All staff are wearing masks, virtual queuing lets guests hold spots in line without actually being there and plexiglass keeps front-line workers and customers safely divided. And, for now, it’s working. There’s life in the plaza again, and smiles all over the mountain.
But the resort’s also doubled down on its longer-standing promise to the community by following through with Phase 2 of its development master plan, despite the economic challenges of the moment. That’s included breaking ground on a new hotel and a golf course that will see even more people employed, and yet more tourists for all businesses to work with.
“During these unprecedented times, we are pleased to see the continued investment in our community by Revelstoke Mountain Resort,” Mayor Gary Sulz said upon the announcement. “The resort is a key foundation to our tourism industry and local economy supporting local jobs and economic growth.”

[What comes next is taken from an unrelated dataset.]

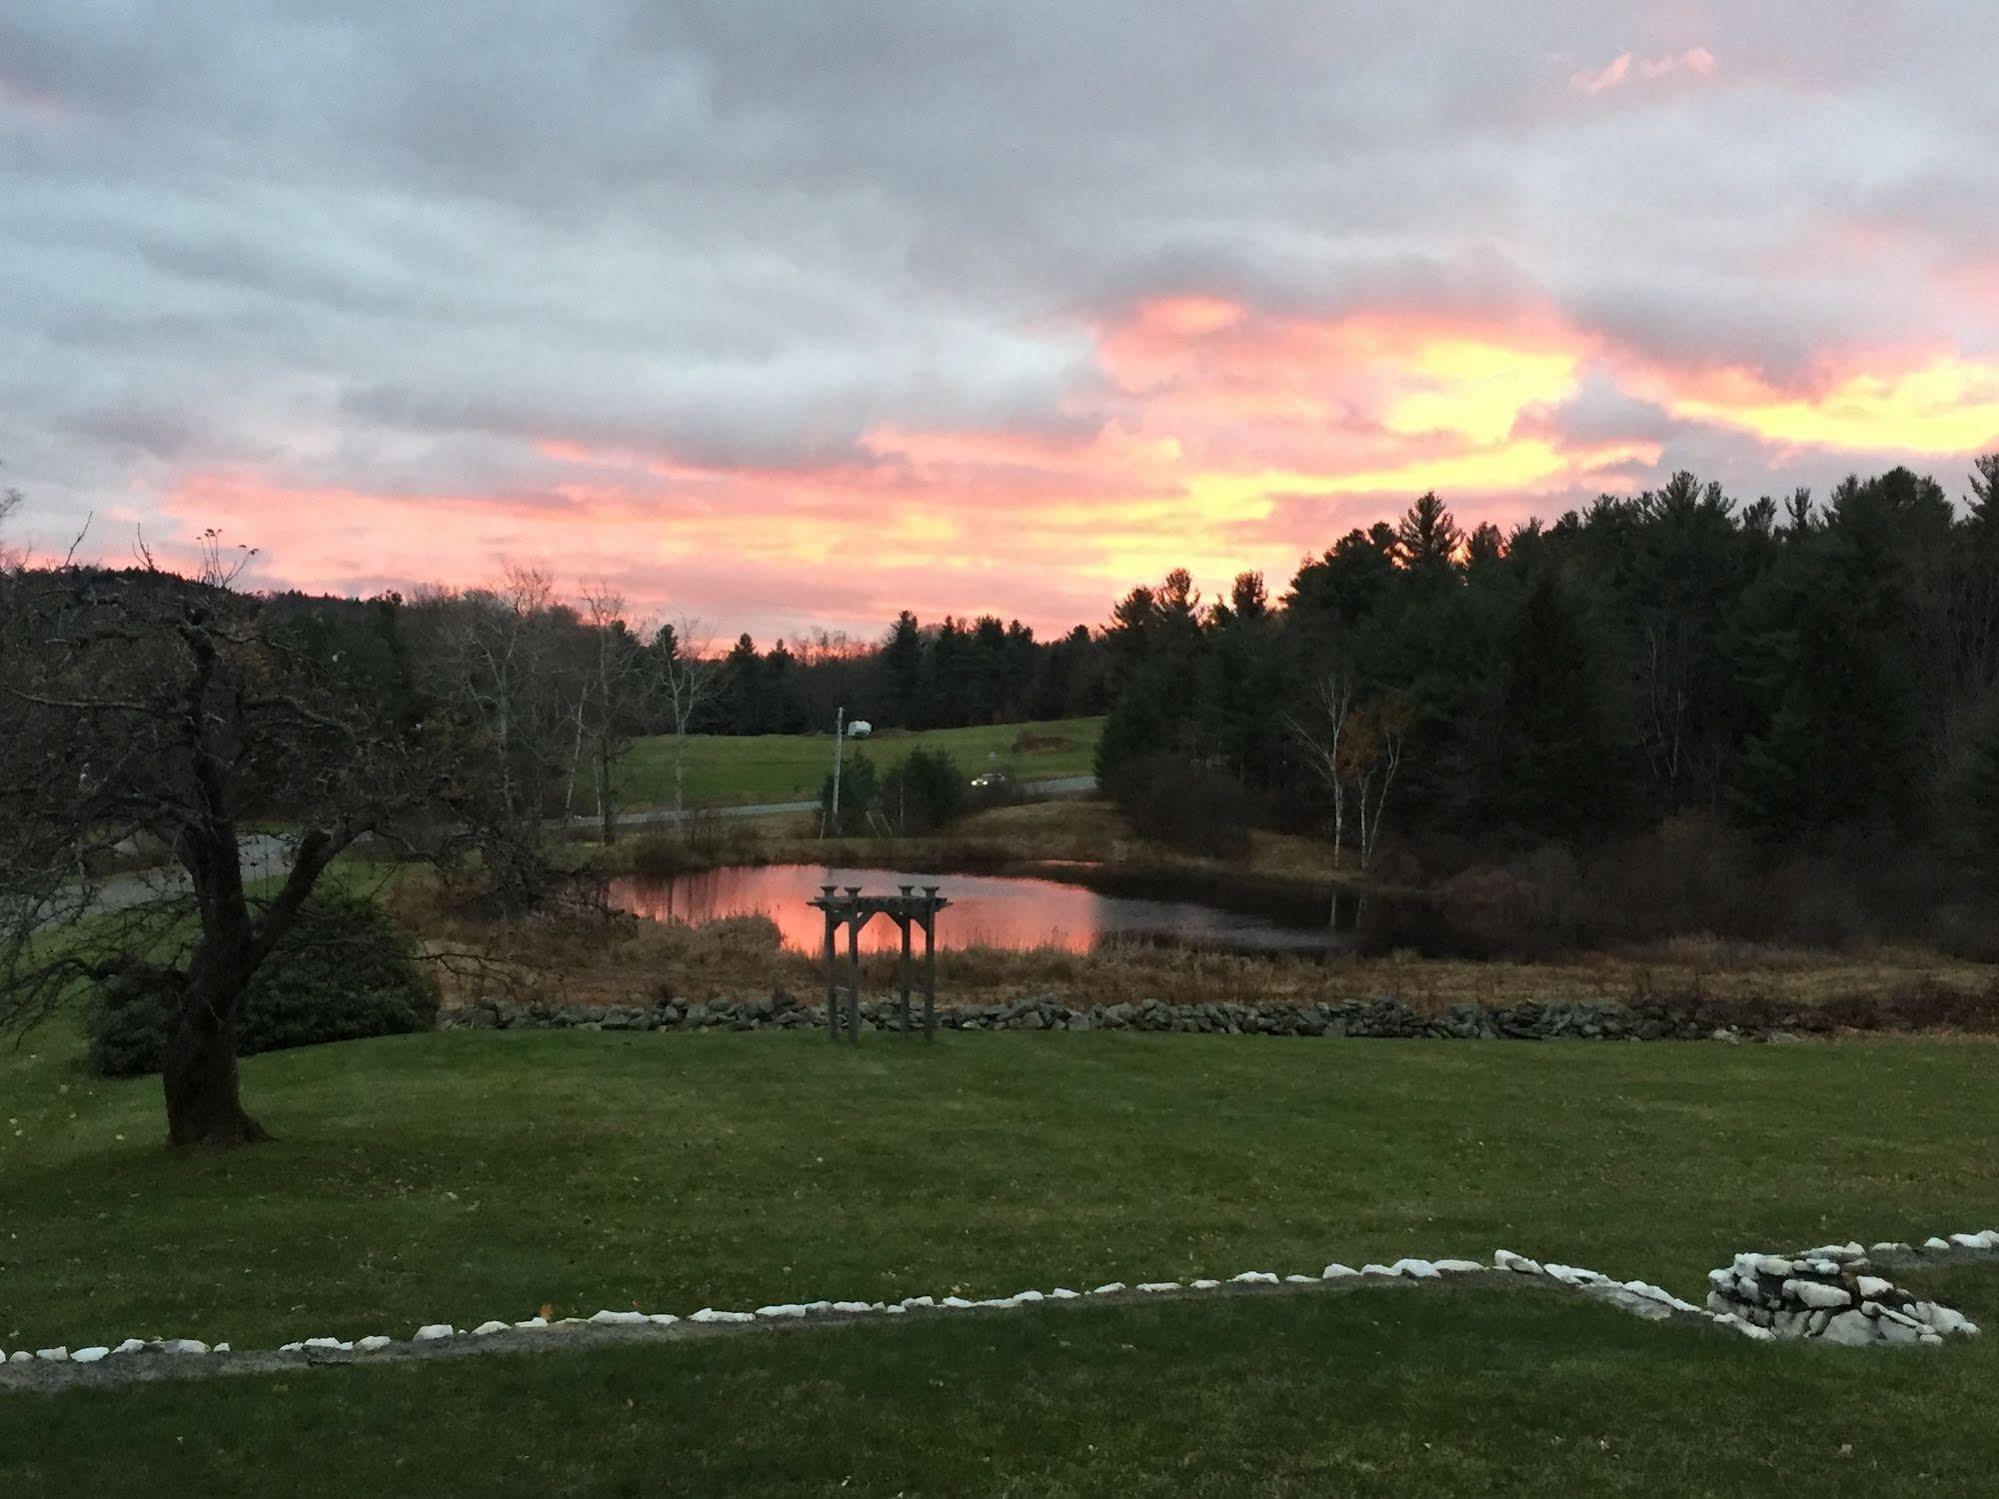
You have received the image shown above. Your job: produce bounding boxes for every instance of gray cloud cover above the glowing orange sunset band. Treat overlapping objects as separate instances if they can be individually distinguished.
[0,0,1999,611]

And while Revelstoke on the whole adjusts the right amount of busyness at a time when it needs to be carefully metered, so far it’s going well. In the long these investments are helping make the town more livable and viable for an entire generation of young people. Not to mention more fun.
“The first year I did ticket sales, there wasn’t a need for anyone else here other than me,” Devin recalls. “And now there are six people around me to deal with ticket sales for mountain biking and skiing and the coaster and everything else between. COVID has created a hiccup for every resort, but I still think if you’re going to work in the ski industry right now, RMR is one of the fastest moving, fastest growing, most exciting places to be.”